OK, so maybe it’s not as popular as Mustang Sally or Little GTO, but it does express a certain aspect of the Vanagon vibe…
Although critics spin tales about a Vanagon’s expense and “legendary” unreliability, the truth is, these are all 30+ years old and require maintenance. In addition to the normal care, you need to regularly change the fuel lines, coolant, transmission oil, power steering and brake fluid. The Vanagon was designed during the early age of electronics, and maintenance of multiple electrical grounds can prevent mysterious gremlins that could leave one stranded on the side of the road.
There’s nothing surprising about this for a vehicle this age, but most people aren’t used to owning 33 year old vehicles. Reasonably maintained, Westfalias aren’t that different than other 33 year old vehicles. But try telling that to your best friend’s cousin’s ex-babysitter’s sister’s boyfriend’s uncle.
VW’s Teutonic Wunderkind Engineers also had a particularly perverse sense of humor in some areas. As a 33 year old vehicle, rubber hoses tend to deteriorate, so being proactive is the way to go. Want to replace your cooling hoses? Bring your checkbook and limber up those wrists because those oh so funny engineers put 19 cooling hoses on this thing. And no, that’s not hyperbole – 19 blessed hoses with 38 opportunities er, connections, to leak.
They had even more fun with the fuel system, as it takes 22 feet of fuel line – literally – to replace everything. But that’s not just one line, oh no, you get to cut that into multiple pieces like a jigsaw puzzle, replacing some pieces as small as four inches long. Add in another seven feet or so for the fuel tank vent system, and you’re in for a whole weekend of fun!
All these lines make it easy to just avoid the job, which threatens to turn your beautiful camper into a barbecue that sleeps four. It’s just one of those things that you’ve got to do before it gets too late, kind of like overdue dental work. The longer you wait, the worse it is.

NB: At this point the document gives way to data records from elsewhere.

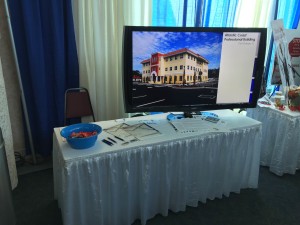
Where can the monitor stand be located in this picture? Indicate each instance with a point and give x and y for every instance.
(172, 116)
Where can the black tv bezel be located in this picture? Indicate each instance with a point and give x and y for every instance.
(128, 64)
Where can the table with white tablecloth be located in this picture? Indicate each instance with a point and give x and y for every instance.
(280, 138)
(169, 171)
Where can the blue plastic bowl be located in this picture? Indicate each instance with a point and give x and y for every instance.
(81, 143)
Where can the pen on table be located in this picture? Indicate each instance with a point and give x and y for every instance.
(111, 140)
(107, 142)
(119, 138)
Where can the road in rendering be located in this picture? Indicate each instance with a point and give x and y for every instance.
(160, 95)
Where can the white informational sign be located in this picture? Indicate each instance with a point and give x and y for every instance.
(239, 51)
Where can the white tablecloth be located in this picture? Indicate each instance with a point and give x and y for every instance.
(116, 185)
(281, 139)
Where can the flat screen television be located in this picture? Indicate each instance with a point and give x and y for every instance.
(192, 69)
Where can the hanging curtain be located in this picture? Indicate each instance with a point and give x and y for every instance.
(99, 30)
(219, 13)
(289, 12)
(45, 44)
(194, 13)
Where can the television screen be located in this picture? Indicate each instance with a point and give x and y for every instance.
(188, 69)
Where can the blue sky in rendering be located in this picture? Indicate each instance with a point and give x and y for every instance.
(206, 44)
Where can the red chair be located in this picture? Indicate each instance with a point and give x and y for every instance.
(77, 105)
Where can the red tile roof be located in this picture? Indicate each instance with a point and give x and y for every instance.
(179, 51)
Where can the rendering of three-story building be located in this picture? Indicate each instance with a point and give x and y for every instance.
(182, 66)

In addition to keeping our fuel lines fresh, I’ve installed a Blazecut automatic fire suppression system above the engine – just in case. With the engine behind you, by the time that you’re aware of a fire it’s probably too late.
Don’t like to think about turning a wrench on your portable home? Grab that $130,000 of loose change you have sitting around and buy a new Mercedes Sprinter conversion. Of course, you still have compromises on where you can go and you do get the added benefit of paying for service at Mercedes Benz dealers, but at least you don’t have to do any wrenching.
Another option is to follow the footsteps of our Brother Paul, buy a Promaster and roll your own on outfitting for a camper. But then you’re back to wrenching, so pay your money and choose your option.
The Bentley Official Factory Repair Manual is considered one of the holy books around here, and, remembering my lesson with the Datsun Roadster, I tend to refer to it prior to any major repairs.
No Curbside Classic is perfect of course, and the Westfalia’s compact size precludes a bath or shower – which means choosing the right traveling companion is particularly important.
One of the things that I appreciate about the Vanimal is how it elicits a smile wherever we go. It isn’t unusual for people to pull out their phone and take a picture. Sometimes they nudge their partner, point their finger – and they smile. Encountering other Vanagon owners on the road means that you’re bound to get a Peace sign or a wave – it’s just that kind of community.
We all make choices in the vehicles that we drive, each for our own reasons. Frankly, if I had to choose between driving a jacked up bro’ dozer with an aggressive grill, ready to consume small cars and terrified children, or driving a vehicle that causes people to smile, then I’ll pick the latter every time. The world already has enough pain and seriousness in it, and smiles can sometimes be the thing that helps people get through their day. I’m not out to prove anything to anyone by the vehicle that I drive, and I’m good with that. For this and all the other reasons, the Vanimal has earned a place in my personal Top 5 as well as a place in my garage, and won’t be going away anytime soon.